Take the code from https://github.com/wiki-ai/bwds and port it to live in https://github.com/wiki-ai/editquality. The pattern we normally use is to write a new "utility" script (https://github.com/wiki-ai/editquality/tree/master/editquality/utilities) which is the command-line frontend. BWDS would become its own package in editquality, the utilities/bwds.py frontend would be a lightweight wrapper that calls into that package.

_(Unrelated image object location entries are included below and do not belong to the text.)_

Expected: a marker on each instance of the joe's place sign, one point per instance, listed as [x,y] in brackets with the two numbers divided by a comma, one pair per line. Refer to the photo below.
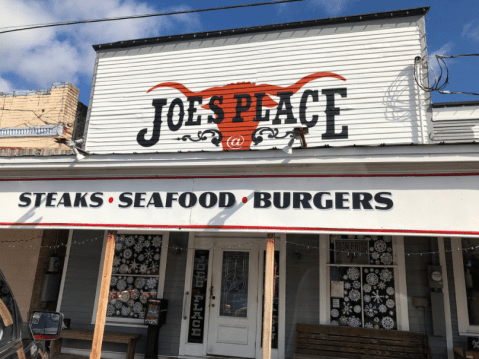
[420,204]
[239,108]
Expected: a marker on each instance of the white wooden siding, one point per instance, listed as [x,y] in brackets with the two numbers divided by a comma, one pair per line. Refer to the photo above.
[381,107]
[456,124]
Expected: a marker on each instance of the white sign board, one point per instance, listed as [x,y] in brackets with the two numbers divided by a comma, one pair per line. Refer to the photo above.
[442,204]
[348,89]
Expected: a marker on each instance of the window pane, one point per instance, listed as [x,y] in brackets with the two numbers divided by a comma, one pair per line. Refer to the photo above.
[135,275]
[346,303]
[471,272]
[234,284]
[361,249]
[379,298]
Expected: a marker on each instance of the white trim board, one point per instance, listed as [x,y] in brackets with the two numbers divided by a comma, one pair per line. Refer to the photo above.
[460,289]
[65,270]
[202,240]
[447,304]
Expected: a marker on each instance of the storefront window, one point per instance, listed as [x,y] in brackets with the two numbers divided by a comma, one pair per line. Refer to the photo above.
[362,291]
[471,274]
[135,275]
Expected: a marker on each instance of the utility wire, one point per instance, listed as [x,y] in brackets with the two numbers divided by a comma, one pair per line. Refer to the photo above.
[6,30]
[437,86]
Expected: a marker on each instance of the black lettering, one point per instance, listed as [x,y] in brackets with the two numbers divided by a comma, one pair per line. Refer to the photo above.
[140,138]
[96,198]
[303,107]
[170,198]
[24,197]
[277,200]
[262,200]
[318,202]
[50,199]
[301,199]
[362,199]
[240,107]
[259,108]
[38,199]
[285,101]
[80,200]
[191,201]
[332,111]
[218,111]
[155,200]
[192,110]
[227,199]
[341,202]
[125,199]
[172,126]
[381,199]
[212,200]
[139,197]
[65,200]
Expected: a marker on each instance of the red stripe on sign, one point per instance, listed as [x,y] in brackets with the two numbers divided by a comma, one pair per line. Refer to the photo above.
[316,229]
[246,176]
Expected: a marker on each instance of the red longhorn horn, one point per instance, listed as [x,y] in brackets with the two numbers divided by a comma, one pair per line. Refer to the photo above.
[273,90]
[186,91]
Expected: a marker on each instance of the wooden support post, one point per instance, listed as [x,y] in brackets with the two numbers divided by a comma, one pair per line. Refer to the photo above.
[103,299]
[268,296]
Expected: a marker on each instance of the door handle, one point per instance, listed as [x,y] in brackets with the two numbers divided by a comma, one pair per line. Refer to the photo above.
[185,299]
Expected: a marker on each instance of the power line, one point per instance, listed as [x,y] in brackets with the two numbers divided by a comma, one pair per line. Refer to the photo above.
[5,30]
[437,86]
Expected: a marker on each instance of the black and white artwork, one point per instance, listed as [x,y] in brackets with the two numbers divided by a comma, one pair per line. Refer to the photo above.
[369,299]
[134,275]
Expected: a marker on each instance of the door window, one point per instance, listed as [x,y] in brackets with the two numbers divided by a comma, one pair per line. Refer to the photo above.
[7,312]
[234,284]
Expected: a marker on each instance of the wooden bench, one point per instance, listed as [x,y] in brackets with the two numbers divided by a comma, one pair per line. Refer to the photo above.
[325,341]
[108,337]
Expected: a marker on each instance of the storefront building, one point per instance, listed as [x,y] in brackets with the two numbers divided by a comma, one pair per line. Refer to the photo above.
[200,145]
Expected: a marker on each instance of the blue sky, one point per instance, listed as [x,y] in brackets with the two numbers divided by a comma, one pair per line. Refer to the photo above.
[34,59]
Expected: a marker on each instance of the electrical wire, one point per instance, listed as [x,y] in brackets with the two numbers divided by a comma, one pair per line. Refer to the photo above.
[437,86]
[6,30]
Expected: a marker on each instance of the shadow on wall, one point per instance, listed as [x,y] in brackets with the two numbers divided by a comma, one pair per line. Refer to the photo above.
[401,101]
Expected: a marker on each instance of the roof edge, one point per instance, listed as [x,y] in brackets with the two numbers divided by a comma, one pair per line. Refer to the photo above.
[263,28]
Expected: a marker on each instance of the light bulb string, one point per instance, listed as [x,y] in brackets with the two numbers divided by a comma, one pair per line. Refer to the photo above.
[228,246]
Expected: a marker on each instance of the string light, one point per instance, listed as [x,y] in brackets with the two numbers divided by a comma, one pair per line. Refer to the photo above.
[307,246]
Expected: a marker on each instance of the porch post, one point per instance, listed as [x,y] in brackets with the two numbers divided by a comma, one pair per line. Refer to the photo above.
[268,296]
[103,299]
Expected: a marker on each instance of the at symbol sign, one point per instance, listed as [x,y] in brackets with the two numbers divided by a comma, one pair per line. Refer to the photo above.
[235,142]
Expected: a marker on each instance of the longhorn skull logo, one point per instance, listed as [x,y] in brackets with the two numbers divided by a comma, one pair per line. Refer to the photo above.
[238,106]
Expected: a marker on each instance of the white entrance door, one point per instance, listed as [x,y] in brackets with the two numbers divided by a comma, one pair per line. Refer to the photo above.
[233,300]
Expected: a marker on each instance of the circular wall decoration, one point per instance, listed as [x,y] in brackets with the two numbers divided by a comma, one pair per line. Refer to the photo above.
[354,322]
[354,295]
[386,275]
[380,246]
[386,258]
[387,323]
[390,303]
[372,279]
[353,273]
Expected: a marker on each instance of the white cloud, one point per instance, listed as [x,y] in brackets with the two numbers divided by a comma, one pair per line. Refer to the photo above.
[444,50]
[40,57]
[5,86]
[332,7]
[471,31]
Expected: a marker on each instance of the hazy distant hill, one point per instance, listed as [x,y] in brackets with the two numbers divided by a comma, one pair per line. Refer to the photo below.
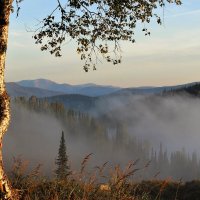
[84,89]
[152,90]
[15,90]
[75,101]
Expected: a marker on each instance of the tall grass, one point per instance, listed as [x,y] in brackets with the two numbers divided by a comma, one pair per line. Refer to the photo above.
[95,185]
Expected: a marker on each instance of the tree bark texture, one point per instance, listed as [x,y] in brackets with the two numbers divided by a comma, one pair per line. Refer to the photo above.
[6,192]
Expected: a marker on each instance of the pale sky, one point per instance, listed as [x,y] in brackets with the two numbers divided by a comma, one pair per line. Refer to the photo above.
[170,56]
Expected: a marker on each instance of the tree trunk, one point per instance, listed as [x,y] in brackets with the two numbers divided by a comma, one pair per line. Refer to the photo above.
[6,191]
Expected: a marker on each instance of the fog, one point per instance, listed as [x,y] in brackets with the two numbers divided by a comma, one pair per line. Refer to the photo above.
[173,121]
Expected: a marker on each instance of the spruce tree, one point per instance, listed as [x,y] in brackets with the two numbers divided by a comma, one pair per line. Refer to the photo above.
[63,169]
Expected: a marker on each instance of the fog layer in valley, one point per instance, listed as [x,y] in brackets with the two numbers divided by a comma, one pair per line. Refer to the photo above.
[172,121]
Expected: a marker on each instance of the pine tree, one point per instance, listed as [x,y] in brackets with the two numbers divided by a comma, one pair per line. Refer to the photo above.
[63,169]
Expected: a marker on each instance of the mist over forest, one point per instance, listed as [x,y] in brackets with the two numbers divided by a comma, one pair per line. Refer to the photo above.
[161,129]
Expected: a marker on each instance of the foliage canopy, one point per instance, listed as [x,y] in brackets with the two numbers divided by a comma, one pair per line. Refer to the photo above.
[96,26]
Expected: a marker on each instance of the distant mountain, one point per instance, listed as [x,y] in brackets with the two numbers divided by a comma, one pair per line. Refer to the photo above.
[15,90]
[75,101]
[152,90]
[84,89]
[85,103]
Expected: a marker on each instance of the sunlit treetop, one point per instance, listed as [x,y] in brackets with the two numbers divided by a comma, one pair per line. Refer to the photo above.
[97,26]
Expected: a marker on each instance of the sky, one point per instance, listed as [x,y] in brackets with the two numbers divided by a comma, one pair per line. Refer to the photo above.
[170,56]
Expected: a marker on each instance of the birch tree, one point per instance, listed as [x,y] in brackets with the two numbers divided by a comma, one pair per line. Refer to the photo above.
[97,26]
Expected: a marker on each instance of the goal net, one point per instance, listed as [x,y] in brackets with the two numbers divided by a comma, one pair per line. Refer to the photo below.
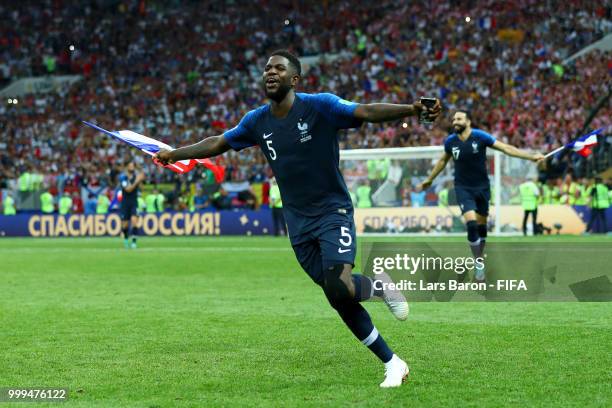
[384,186]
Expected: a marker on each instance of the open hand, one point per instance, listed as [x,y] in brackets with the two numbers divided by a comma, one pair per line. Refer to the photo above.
[424,185]
[538,157]
[164,157]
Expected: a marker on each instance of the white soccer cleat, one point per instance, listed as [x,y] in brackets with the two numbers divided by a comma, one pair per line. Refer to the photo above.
[394,299]
[396,372]
[479,274]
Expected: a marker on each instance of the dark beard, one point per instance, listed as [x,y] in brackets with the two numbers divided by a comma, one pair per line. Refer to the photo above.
[280,93]
[458,128]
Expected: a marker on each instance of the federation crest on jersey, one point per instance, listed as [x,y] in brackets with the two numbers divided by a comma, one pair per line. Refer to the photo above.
[474,147]
[303,129]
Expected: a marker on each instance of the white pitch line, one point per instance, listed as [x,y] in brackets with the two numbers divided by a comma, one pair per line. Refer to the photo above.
[156,249]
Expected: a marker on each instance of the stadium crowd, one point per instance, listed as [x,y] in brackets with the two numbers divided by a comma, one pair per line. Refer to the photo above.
[181,71]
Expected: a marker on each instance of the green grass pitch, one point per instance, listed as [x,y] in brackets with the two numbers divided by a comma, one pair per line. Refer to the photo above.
[231,322]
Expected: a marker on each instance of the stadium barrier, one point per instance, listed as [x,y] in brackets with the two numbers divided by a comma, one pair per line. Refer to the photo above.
[418,220]
[572,220]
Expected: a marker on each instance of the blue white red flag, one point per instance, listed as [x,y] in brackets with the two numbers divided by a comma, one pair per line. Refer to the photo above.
[151,146]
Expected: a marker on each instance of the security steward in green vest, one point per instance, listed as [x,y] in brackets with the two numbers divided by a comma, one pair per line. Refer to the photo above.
[276,204]
[599,201]
[9,206]
[46,203]
[529,193]
[364,192]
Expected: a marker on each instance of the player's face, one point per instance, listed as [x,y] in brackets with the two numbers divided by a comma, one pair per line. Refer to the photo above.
[278,78]
[460,122]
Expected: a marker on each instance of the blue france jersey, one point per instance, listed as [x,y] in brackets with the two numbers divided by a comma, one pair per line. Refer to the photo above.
[470,157]
[303,151]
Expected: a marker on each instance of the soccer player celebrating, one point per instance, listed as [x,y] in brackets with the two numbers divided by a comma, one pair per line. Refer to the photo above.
[298,134]
[467,146]
[130,181]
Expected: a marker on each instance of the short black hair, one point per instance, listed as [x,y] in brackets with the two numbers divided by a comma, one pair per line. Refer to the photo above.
[293,59]
[468,113]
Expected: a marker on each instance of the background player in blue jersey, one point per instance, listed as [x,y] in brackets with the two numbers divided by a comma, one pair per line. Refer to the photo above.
[130,180]
[298,134]
[467,147]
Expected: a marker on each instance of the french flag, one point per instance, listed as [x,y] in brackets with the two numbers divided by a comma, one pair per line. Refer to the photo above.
[583,144]
[151,146]
[390,61]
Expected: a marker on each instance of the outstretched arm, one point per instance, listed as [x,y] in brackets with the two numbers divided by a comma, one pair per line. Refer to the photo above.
[209,147]
[384,112]
[515,152]
[440,165]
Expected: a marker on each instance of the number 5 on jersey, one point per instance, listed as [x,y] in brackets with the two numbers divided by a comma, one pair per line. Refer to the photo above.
[346,239]
[269,144]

It would be great to have unit tests.
Documentation for BWDS is, https://www.mediawiki.org/wiki/ORES/BWDS_review
Example of a generated bad words list (sections are collapsed by default): https://meta.wikimedia.org/wiki/Research:Revision_scoring_as_a_service/Word_lists/hu
As a later enhancement, we might even want to templatize this step as part of the Makefile. Note that the makefile is code-generated from templates/Makefile.j2
Other followup work (should be defined in a new task) would be to streamline how the generated bad-words list is included in our code. Currently, it's pasted into the language support files in revscoring, e.g. https://github.com/wiki-ai/revscoring/blob/master/revscoring/languages/albanian.py , but it might be better to dump the results as text files in a "datasets" directory, rather than treat them as code. The interesting NLP twist is that we need to take the raw words and figure out regexes which will match common variations.